Furthermore, Dr. Anis explained that TB bacteria are different from other bacteria. In general, the bacteria that causes TB takes around 24 hours to multiply into two parts. The rapid growth of bacteria is one reason TB treatment must be given long-term.
"If then the TB bacteria become resistant after treatment, that is the cause not because of the length of treatment. Maybe there are other things that could be the cause, "added Dr. Anis Karuniawati Ph.D., Sp.MK (K) who also served as Secretary of the Committee for Antimicrobial Resistance Control (KPRA) and the central management of the Indonesian Clinical Microbiology Association (PMKI).
Why do people with TB have to continue taking medication?
Research shows that new TB bacteria will die completely after 6 months of treatment according to the doctor's recommended dose.
In the first two months of treatment, patients will generally feel that their condition has improved. In fact, there is also a patient who claims he is no longer suffering from tuberculosis because he looks fit. In fact, TB bacteria are still alive and settled in their bodies. Yes, bacteria that remain in the body are generally inactive, aka "falling asleep".

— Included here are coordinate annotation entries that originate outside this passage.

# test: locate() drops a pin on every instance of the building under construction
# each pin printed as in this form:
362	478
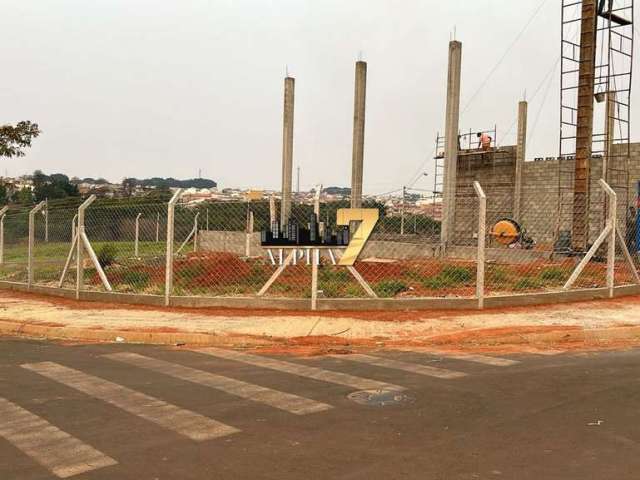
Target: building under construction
557	198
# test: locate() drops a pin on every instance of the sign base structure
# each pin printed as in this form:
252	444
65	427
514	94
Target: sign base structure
311	255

Well, if you neglect taking medication, the bacteria that "fall asleep" will wake up and get stronger so that your condition worsens again. Even worse, TB bacteria will become immune to antibiotic drugs that you have taken. This is what is called antibiotic resistance.
Usually drug resistance is caused by people who are sick with tuberculosis not taking medication according to what the doctor prescribes, for example a messy medication schedule. This is what causes tuberculosis to be very difficult to treat so that it requires a longer time which is at least 12 months, even up to 24 months.